25.9.09

Ao mar, armado


As compras bélicas atuais lembram os anos pré-guerra do início do século passado. Na época, longe dos submarinos nucleares, o Brasil investia pesado em modernos encouraçados a vapor.
Adriano Belisário

“Um vulto agigantado do colosso dos mares sulamericanos”, descreviam os jornais a mais recente compra da Marinha brasileira. O ano era 1910 e a arma de guerra da vez não eram submarinos nucleares, mas encouraçados britânicos que desembarcavam no país. Se a fissão de átomos e o pré-sal dão o combustível para a corrida bélica atual, no início do século passado eram os motores a vapor e a promessa de um espaço verde-amarelo entre as potências mundiais que alimentavam esta disputa.

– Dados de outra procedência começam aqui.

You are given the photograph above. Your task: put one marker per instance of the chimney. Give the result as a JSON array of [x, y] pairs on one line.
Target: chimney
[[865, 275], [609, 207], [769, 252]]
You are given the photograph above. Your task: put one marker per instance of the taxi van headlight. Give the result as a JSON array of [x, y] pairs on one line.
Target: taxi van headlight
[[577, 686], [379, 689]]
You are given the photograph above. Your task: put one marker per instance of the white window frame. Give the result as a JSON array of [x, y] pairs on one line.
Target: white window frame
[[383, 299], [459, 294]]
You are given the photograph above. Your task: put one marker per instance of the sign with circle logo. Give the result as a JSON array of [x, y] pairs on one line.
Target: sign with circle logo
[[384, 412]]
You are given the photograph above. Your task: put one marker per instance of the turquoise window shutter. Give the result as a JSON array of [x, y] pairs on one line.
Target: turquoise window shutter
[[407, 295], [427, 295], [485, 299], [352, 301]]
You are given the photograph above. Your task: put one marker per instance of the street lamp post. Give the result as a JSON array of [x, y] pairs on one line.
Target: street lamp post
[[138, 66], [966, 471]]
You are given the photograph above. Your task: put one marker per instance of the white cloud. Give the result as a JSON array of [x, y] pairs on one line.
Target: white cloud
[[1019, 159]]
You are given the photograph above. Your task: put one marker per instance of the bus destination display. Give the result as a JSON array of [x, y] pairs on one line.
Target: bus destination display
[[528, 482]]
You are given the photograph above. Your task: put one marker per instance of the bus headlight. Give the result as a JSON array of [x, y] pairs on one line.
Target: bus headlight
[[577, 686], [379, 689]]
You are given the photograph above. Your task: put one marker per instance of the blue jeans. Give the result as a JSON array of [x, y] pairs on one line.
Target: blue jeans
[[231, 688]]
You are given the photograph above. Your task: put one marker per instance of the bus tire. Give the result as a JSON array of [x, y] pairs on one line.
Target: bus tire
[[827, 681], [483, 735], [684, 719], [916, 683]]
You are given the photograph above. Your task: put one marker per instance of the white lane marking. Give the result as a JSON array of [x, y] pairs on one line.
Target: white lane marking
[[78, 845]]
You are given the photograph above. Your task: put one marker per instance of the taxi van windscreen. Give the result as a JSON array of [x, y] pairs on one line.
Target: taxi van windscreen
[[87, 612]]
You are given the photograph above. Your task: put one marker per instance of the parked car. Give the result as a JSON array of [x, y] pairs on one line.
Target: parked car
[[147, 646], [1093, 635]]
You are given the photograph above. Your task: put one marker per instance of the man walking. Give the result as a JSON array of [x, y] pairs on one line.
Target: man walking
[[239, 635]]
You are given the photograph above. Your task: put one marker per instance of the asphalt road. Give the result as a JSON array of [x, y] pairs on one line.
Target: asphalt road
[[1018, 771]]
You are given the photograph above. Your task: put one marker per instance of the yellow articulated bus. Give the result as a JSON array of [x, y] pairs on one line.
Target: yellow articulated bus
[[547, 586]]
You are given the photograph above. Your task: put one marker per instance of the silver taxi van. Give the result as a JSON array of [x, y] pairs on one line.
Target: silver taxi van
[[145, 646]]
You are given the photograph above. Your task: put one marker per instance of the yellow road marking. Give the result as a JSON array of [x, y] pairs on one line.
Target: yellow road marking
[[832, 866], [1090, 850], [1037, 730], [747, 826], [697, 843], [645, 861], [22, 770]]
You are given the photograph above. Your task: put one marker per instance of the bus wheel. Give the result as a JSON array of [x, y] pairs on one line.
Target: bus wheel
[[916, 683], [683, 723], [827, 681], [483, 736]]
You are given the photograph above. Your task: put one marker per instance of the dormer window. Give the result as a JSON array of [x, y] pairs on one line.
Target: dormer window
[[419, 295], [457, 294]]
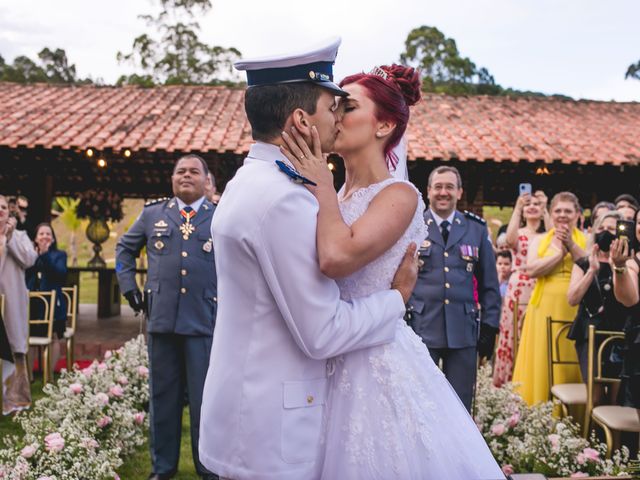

Pesquisador da Universidade Federal de São Carlos, o historiador João Roberto Martins vê similaridades e contrastes entre os dois momentos. Hoje, a necessidade de proteger as riquezas supostamente redentoras do petróleo do pré-sal leva o Brasil à compra de tecnologia dos Estados Unidos e da França, como os caças aéreos e os submarinos nucleares,
que já foi tema de reportagem da Revista de História. Mas antigamente as tensões ficavam entre Alemanha

e Inglaterra, em prenúncio à I Guerra Mundial.

“Em visita à Alemanha, D. Pedro II visitou a casa da família Krupp, que era famosa por construir canhões e navios de guerra. Ao contrário de hoje, os fabricantes de armas tinham uma face e eram bem conhecidos. A Inglaterra desprezava os países pequenos e só começa a se preocupar com essa relação com a Alemanha a partir da visita de Hermes da Fonseca”, analisa João Roberto.

Em 1910, o presidente Hermes foi recebido com banquetes e festas pelo imperador, além de ter acesso livre aos equipamentos da marinha alemã, privilégio nunca antes concedido a uma autoridade estrangeira. Contudo, a compra de embarcações da Alemanha não se concretizou e os dois grandes monstros dos mares adquiridos pelo Brasil vieram da Inglaterra. Eram os encouraçados Minas Geraes e São Paulo, que causaram rebuliços dentro e fora do país. Ao contrário dos dias atuais, o Brasil comprava as armas "prontas", pois não tinha parque industrial ou conhecimento técnico para adquirir a tecnologia e fazer uso próprio, como hoje.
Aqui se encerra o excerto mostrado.